The New York State Common Retirement Fund (NYSCRF) has filed a shareholder proposal calling for an independent audit to assess Amazon.com Inc.’s policies and practices on civil rights, equity, diversity, and inclusion, and how they affect the retail giant’s business.
The proposal requests that Amazon’s board of directors commission a racial equity audit to be conducted by an independent third party with input from civil rights organizations, employees, communities where Amazon operates, and other stakeholders. It also said a report on the audit should be made available to the public on Amazon’s website.
The proposal cited how events of the past year, such as the death of George Floyd, have “galvanized the movement for racial justice and equity.” It said that with media and policymakers focused on systemic racism, companies would “benefit from assessing the risks of products, services, and overall corporate practices that are or are perceived to be discriminatory, racist, or increasing inequalities.”
The proposal also noted that some of Amazon’s actions have been criticized as inconsistent with a pledge of solidarity the company had tweeted about fighting systemic racism.
These actions include a Black warehouse employee being fired and called “not smart or articulate” by Amazon’s general counsel. The worker has since filed a lawsuit against the company alleging discrimination against Black and Latino workers. The proposal also said Amazon’s “disproportionately Black and Latino” warehouse workers are paid low wages and are exposed to dangerous working conditions, including exposure to COVID-19.

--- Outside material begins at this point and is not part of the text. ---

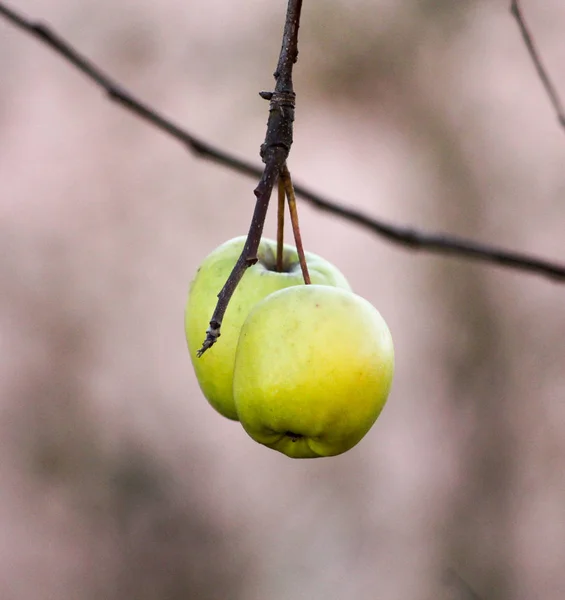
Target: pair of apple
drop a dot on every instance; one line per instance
(306, 369)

“Amazon says it stands alongside those fighting systemic racism, yet we continue to see reports of workers facing racial discrimination, accusations of discriminatory wages, and the sale of products that promote hatred,” New York State Comptroller Thomas DiNapoli said in a statement.

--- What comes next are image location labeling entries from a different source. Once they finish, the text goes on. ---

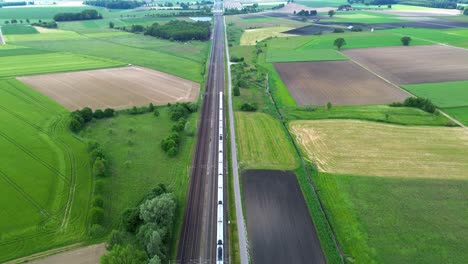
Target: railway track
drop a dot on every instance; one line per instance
(197, 243)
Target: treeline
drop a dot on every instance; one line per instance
(80, 117)
(51, 24)
(15, 4)
(146, 231)
(178, 112)
(100, 169)
(115, 4)
(180, 30)
(306, 13)
(448, 4)
(83, 15)
(417, 102)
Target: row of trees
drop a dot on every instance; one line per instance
(100, 169)
(115, 4)
(83, 15)
(80, 117)
(146, 231)
(180, 30)
(417, 102)
(178, 112)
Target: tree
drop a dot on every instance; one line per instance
(159, 210)
(124, 255)
(99, 167)
(339, 42)
(86, 114)
(405, 40)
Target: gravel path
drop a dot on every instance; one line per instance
(241, 231)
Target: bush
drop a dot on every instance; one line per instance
(236, 91)
(109, 112)
(96, 216)
(417, 102)
(405, 41)
(98, 201)
(338, 30)
(96, 230)
(131, 220)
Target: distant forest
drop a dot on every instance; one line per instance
(115, 4)
(83, 15)
(180, 30)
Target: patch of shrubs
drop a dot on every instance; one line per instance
(248, 107)
(80, 117)
(52, 24)
(338, 30)
(96, 216)
(83, 15)
(417, 102)
(146, 232)
(236, 59)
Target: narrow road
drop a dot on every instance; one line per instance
(241, 230)
(2, 40)
(197, 242)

Additionally, the proposal said Amazon has been criticized for “biased promotion practices, discriminatory employee surveillance, and hiding workplace injury rates,” and for having fulfillment and distribution facilities disproportionately located in nonwhite neighborhoods where they add to the local air pollution.
DiNapoli said civil rights and equity audits at Facebook and Starbucks conducted in the wake of controversies helped those companies make improvements. The proposal recommends that these be used as models for Amazon.
“Corporate America can only benefit by joining the ongoing national reckoning over racial injustice and confronting institutionalized inequality,” DiNapoli said. “Amazon needs an unbiased look at how it’s addressing racial justice and equity, just as other major corporations have.”